For attorneys who practice in D. Del., Judge Connolly's opinion yesterday in Pharmacyclics LLC v. Alvogen Pine Brook LLC, C.A. No. 19-434-CFC (D. Del. Apr. 30, 2024) is a real page turner, and well worth reading. If you want to avoid spoilers, go read it now! It's attached below, and it's only 11 pages.
Spoilers below:
It's rare for a judge to conclude that either side—let alone both—misled the Court and litigated vexatiously. But that's just what Judge Connolly found here, after the plaintiff moved for fees under 35 U.S.C. § 285.
In holding that the defendants litigated vexatiously, the Court offered two primary examples of their misdeeds. The first relates to unsupportable allegations in post-trial briefing:
There is no question in my mind that [defendant] Alvogen engaged in vexatious conduct in this case. By way of example: In it its posttrial reply brief, Alvogen stated that I should exclude twenty-four of Phannacyclics' proposed factual findings because Phannacyclics had not relied upon those facts in its posttrial answering brief. . . . Alvogen did not identify or describe in its reply brief the challenged factual findings. Instead, it directed me to Exhibit C, which it attached to its reply brief. In Exhibit C, Alvogen again did not identify or describe the challenged factual findings. . . . Instead, it simply listed paragraph numbers from Phannacyclics' proposed findings of fact, . . . thus requiring me to go through Pharmacyclics' filing to identify the challenged proposed factual findings. Once I matched up Alvogen' s Exhibit C with Pharmacyclics' filing, I was able to determine that all twenty-four of Alvogen's objections were unfounded.
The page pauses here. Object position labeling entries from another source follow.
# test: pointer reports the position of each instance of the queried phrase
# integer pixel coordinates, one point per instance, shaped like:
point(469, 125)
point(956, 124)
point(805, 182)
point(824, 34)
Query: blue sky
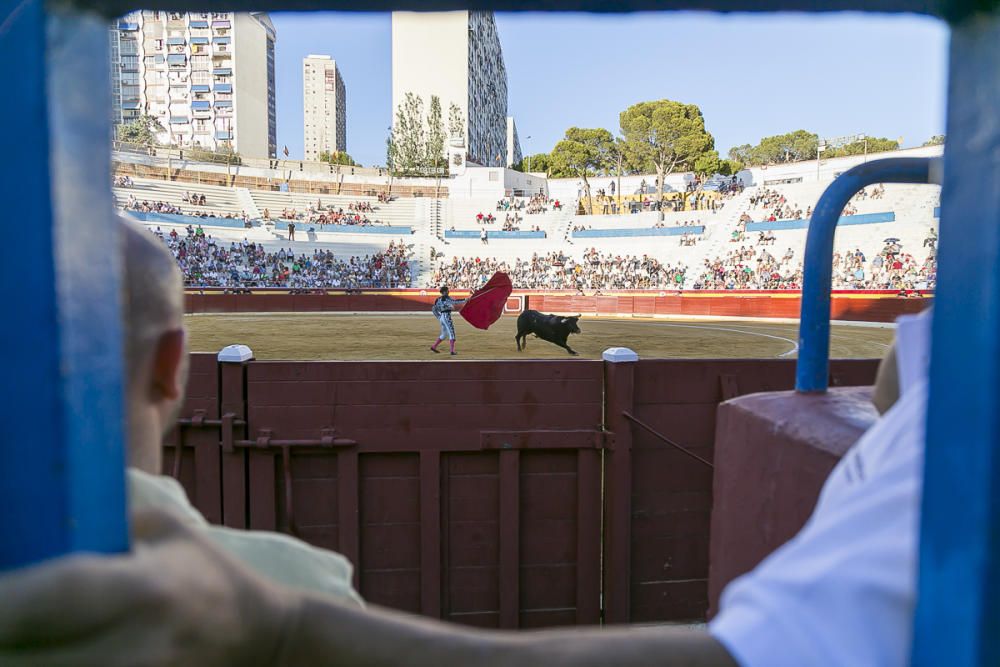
point(752, 76)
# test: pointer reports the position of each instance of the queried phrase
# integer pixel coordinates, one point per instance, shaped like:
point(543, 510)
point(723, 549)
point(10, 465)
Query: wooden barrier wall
point(472, 491)
point(855, 306)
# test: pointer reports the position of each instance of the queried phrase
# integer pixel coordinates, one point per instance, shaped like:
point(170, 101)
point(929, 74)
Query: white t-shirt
point(280, 558)
point(843, 591)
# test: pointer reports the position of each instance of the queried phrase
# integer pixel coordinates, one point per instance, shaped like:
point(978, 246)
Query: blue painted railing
point(302, 227)
point(812, 371)
point(474, 234)
point(638, 231)
point(178, 219)
point(780, 225)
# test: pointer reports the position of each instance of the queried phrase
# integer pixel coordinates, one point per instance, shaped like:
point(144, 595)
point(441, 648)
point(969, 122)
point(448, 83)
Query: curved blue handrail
point(812, 371)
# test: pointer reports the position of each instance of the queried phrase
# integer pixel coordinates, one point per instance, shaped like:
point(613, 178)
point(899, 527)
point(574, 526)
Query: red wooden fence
point(472, 491)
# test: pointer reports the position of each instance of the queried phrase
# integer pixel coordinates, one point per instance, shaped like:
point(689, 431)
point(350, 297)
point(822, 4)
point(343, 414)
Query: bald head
point(153, 290)
point(155, 351)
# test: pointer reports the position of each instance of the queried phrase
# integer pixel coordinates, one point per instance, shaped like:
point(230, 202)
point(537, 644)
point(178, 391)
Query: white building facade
point(325, 107)
point(456, 56)
point(208, 78)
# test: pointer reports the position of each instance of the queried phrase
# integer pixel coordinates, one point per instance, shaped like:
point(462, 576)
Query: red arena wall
point(867, 306)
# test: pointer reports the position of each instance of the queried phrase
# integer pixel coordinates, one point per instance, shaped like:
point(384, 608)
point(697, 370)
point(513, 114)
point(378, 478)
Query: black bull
point(552, 328)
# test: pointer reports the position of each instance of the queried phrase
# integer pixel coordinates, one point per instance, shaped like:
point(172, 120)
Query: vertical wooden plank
point(588, 536)
point(430, 533)
point(208, 474)
point(959, 560)
point(232, 400)
point(348, 506)
point(619, 388)
point(262, 483)
point(510, 544)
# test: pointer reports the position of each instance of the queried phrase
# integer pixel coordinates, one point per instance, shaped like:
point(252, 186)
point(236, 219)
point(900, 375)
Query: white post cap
point(619, 354)
point(235, 354)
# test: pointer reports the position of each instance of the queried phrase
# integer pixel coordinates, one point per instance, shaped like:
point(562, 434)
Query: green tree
point(141, 131)
point(741, 153)
point(224, 154)
point(730, 167)
point(406, 149)
point(435, 135)
point(791, 147)
point(619, 163)
point(539, 162)
point(665, 136)
point(871, 145)
point(580, 154)
point(338, 157)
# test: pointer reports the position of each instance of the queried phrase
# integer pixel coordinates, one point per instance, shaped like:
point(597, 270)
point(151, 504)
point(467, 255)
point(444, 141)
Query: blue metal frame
point(62, 371)
point(812, 371)
point(958, 612)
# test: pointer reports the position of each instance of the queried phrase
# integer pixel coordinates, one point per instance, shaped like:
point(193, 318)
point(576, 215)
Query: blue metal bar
point(61, 418)
point(812, 371)
point(957, 619)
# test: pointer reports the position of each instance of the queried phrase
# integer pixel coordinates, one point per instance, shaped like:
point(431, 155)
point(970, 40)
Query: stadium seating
point(218, 200)
point(448, 227)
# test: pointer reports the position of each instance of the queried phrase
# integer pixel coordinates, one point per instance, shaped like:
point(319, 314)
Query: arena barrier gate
point(472, 491)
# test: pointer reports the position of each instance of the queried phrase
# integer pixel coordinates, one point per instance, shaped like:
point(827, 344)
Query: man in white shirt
point(842, 592)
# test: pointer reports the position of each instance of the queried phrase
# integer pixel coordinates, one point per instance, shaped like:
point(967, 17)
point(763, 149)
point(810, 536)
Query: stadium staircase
point(247, 203)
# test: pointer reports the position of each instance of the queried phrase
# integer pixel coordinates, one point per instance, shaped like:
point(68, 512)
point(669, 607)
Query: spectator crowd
point(595, 271)
point(206, 262)
point(755, 268)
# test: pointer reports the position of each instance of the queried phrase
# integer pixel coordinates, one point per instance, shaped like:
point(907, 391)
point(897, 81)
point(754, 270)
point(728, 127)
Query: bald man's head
point(155, 353)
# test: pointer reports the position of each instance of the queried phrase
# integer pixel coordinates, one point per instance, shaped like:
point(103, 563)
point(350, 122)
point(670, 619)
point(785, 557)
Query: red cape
point(485, 306)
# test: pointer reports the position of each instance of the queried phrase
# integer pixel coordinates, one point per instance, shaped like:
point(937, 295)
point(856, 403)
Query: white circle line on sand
point(793, 350)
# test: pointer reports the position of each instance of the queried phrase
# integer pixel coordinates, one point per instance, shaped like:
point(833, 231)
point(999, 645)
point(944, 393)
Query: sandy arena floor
point(408, 336)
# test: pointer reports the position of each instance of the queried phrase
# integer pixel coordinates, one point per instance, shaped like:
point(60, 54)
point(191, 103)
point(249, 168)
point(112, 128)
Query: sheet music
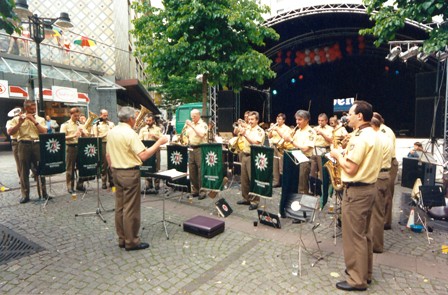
point(171, 174)
point(299, 156)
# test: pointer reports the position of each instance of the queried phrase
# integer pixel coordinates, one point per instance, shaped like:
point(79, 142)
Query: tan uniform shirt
point(123, 147)
point(364, 149)
point(386, 130)
point(150, 133)
point(320, 140)
point(9, 125)
point(284, 129)
point(193, 138)
point(70, 128)
point(101, 129)
point(305, 138)
point(257, 133)
point(28, 131)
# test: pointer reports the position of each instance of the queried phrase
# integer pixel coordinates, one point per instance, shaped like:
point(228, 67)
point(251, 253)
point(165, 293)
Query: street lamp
point(38, 25)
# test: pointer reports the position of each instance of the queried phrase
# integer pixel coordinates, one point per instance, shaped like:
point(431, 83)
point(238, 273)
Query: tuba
point(139, 120)
point(89, 122)
point(333, 167)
Most of the objections were also confounding. . . .
Id. at 4-5. The Court noted multiple examples of objected-to facts where the defendants had already admitted, or even stipulated to, essentially the same fact, for example:
Alvogen also objected in its posttrial briefing to Pharmacyclics' statement that "[t]his matter came before the Court for a bench trial on October 13-21, 2020." . . . But we did have a bench trial on October 13 through October 21, 2020! I was at the trial. And so was Alvogen's counsel. Alvogen objected as well to Pharmacyclics' assertion that "Alvogen does not contest jurisdiction or venue"--even though Alvogen has never contested jurisdiction or venue! . . . Alvogen similarly objected to Pharmacyclics' statement that "Alvogen stipulated that, under the Court's claim construction, its ANDA Products infringe the asserted claims of the [#]309, [#]090, and [#]455 Patents," even though Alvogen signed and filed with the Court a stipulation to that effect.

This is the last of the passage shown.